Medicine is always seen as a competitive kind of area to work in, but at the conference, it warmed my heart to see that friendship and camaraderie are not dead.  Perhaps people criticise us young 'uns for being full of wishful thinking, big ideas and a distinct absence of cynicism, but I am delighted to embrace this label. I love that we can come to the table with such different ideas, haggle it out and still leave as friends. 

Shall we dance?
But such haggling only comes with a predominant dose of listening, and I am hereby making it my halfway-through-April resolution to frankly pipe down.  Quantic and Alice Russell are making this endeavour significantly easier at the present time.  Hurrah for music! And for friends - meeting people like those at the conference this weekend is probably my favourite thing ever. 

Tuesday 10 April 2012

Well Done Wellcome!

Having just returned from a family Easter trip, I've had plenty of time over the last few days to think about Open Access to research.  Then the Wellcome Trust absolutely leads the way and decides that all its research will be accessible to everyone.  During my year in London last year, I used to walk past that building almost everyday - how exciting that a body as eminent as the Wellcome Trust has taken such a massive leap step.

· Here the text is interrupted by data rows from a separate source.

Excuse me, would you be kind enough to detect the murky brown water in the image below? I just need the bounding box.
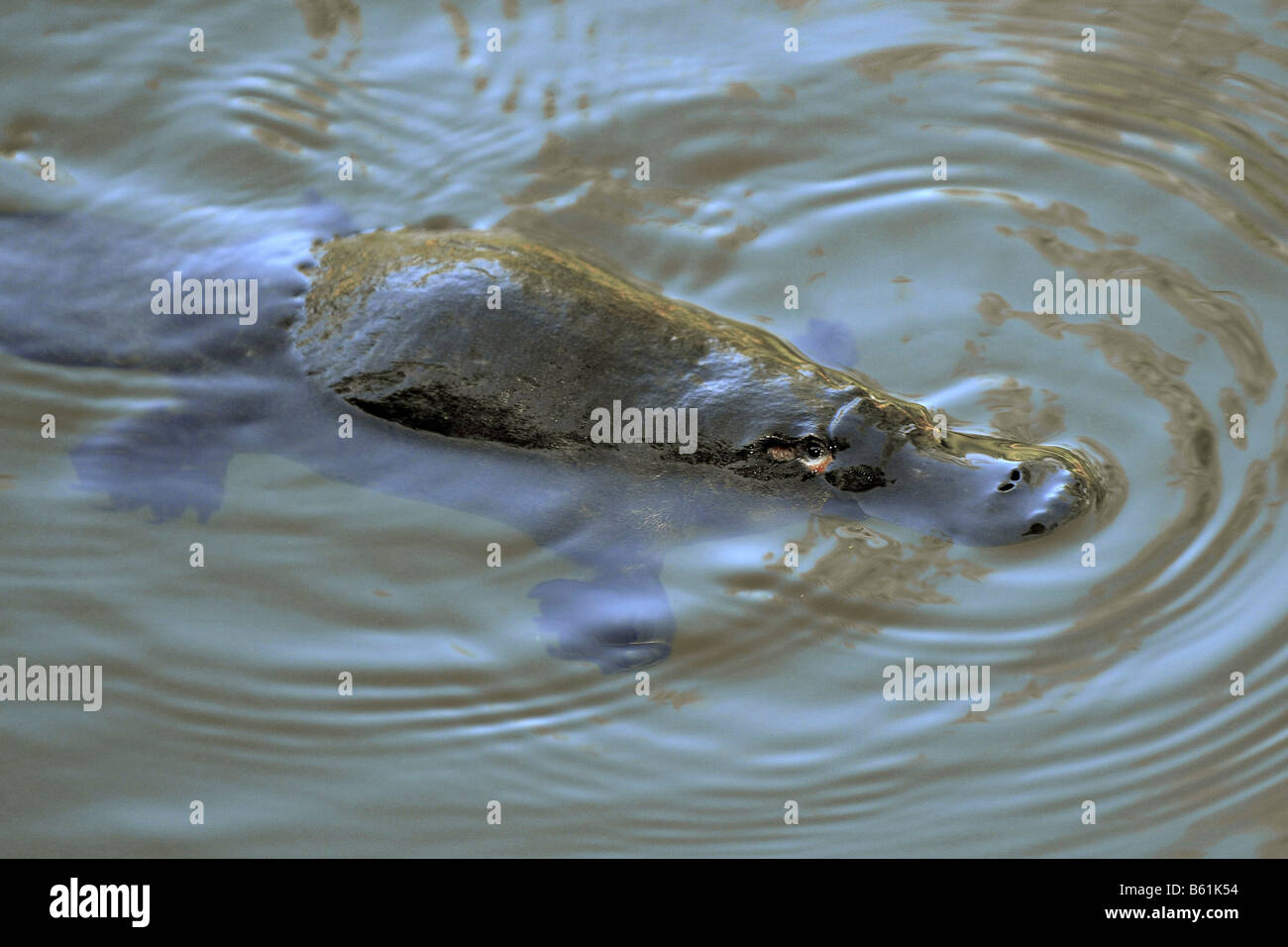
[0,0,1288,856]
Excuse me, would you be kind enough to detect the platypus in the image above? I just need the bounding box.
[0,215,1096,672]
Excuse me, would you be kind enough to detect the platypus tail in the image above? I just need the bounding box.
[0,214,308,373]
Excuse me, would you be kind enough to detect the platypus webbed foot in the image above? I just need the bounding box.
[529,574,675,674]
[71,410,233,522]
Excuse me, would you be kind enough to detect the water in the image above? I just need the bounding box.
[0,0,1288,857]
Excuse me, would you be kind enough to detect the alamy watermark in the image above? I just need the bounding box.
[881,657,991,711]
[590,401,698,454]
[0,657,103,711]
[1033,269,1140,326]
[152,269,259,326]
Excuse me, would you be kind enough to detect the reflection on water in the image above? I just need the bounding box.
[0,0,1288,856]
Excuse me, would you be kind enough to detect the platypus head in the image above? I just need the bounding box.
[823,397,1095,546]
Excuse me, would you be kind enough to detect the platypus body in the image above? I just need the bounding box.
[0,215,1095,672]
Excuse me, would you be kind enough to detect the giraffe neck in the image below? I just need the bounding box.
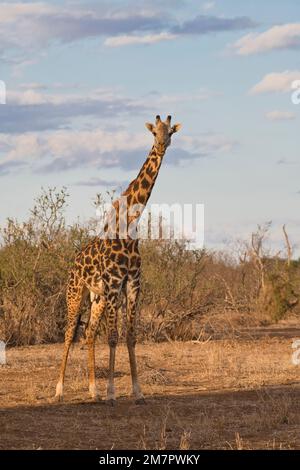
[104,146,165,238]
[122,145,165,217]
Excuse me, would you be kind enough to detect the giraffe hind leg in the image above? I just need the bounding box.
[55,285,84,401]
[86,296,105,400]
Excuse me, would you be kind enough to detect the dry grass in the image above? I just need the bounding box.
[0,337,300,449]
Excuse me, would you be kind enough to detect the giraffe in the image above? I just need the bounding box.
[55,116,181,405]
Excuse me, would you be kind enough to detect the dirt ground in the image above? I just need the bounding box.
[0,331,300,449]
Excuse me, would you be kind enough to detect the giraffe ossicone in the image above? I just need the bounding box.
[55,115,181,403]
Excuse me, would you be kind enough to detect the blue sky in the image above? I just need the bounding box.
[0,0,300,254]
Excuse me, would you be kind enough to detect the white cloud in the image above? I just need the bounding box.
[104,32,177,47]
[250,70,300,95]
[266,111,296,121]
[202,2,216,11]
[233,23,300,55]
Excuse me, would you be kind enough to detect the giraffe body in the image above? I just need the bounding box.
[56,116,180,403]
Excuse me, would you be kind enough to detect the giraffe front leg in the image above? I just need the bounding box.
[86,296,105,400]
[126,275,145,405]
[55,284,85,401]
[106,290,119,406]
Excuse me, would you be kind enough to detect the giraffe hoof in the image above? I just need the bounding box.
[53,395,64,403]
[135,397,147,405]
[106,398,116,406]
[91,395,101,403]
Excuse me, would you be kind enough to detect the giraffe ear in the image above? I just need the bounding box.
[172,124,181,134]
[145,122,154,132]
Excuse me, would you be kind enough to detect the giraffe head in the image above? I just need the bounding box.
[146,116,181,153]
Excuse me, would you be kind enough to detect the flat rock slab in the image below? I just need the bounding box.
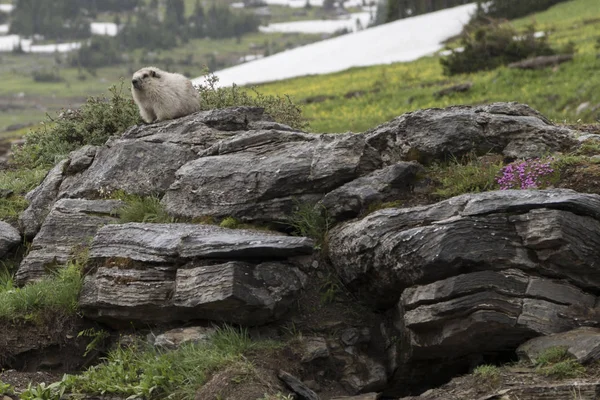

I know I've rabbited on about Open Access before, but the book I've nearly finished reading has given me renewed reason to reiterate its importance.  If anyone else has ever read 'A Short History of Nearly Everything' by Bill Bryson, perhaps you'll agree that an overriding theme that comes across is that science and discovery is as much about communication as it is about the actual thing that has been identified.  Discoveries have laid dormant for years, decades even, because the researcher wasn't a very nice person, or didn't explain it very well, or simply picked the wrong medium through which to tell the world.  The first of these - well, a good friend of mine once said that he made it his mission to always be nice to everyone, because you never know under what circumstances you may meet again (the medical world in particular is a frighteningly small place - plus, it's nice to be important but it's far more important to be nice!).  The second - let's hope all those communication skills we learn at medical school extend to the written word.  And as for the last - at least now we have things like conferences and Pubmed to spread the message, regardless of where the information is originally shared.  I suppose what I'm saying is - these things are all still issues now, perhaps (hopefully?) to a lesser degree than they were before.  What is truly laughable is the idea that having overcome all of those challenges (as well as the discovery itself), the greater population can't actually read anything about what you've done.  Imagine if Einstein's Theory of Relativity had been approached in this way?

We need universities to start opening the doors and saying YES to making the research they publish accessible to all.  Will they start being left behind if groups like the Wellcome Trust make their studies accessible?  Ultimately research is just one idea following another - ideas tend to flow more smoothly if you can have full access to the preceding ones.  
'Knuckling down'
It's just my luck that just as I have to really knuckle down to some finals revision that I want to jump up and down about Open Access instead.  Really excited about pushing forward with the great work being done by the Right to Research Coalition over the summer to get the message out to the UK's medical schools.  Watch this space!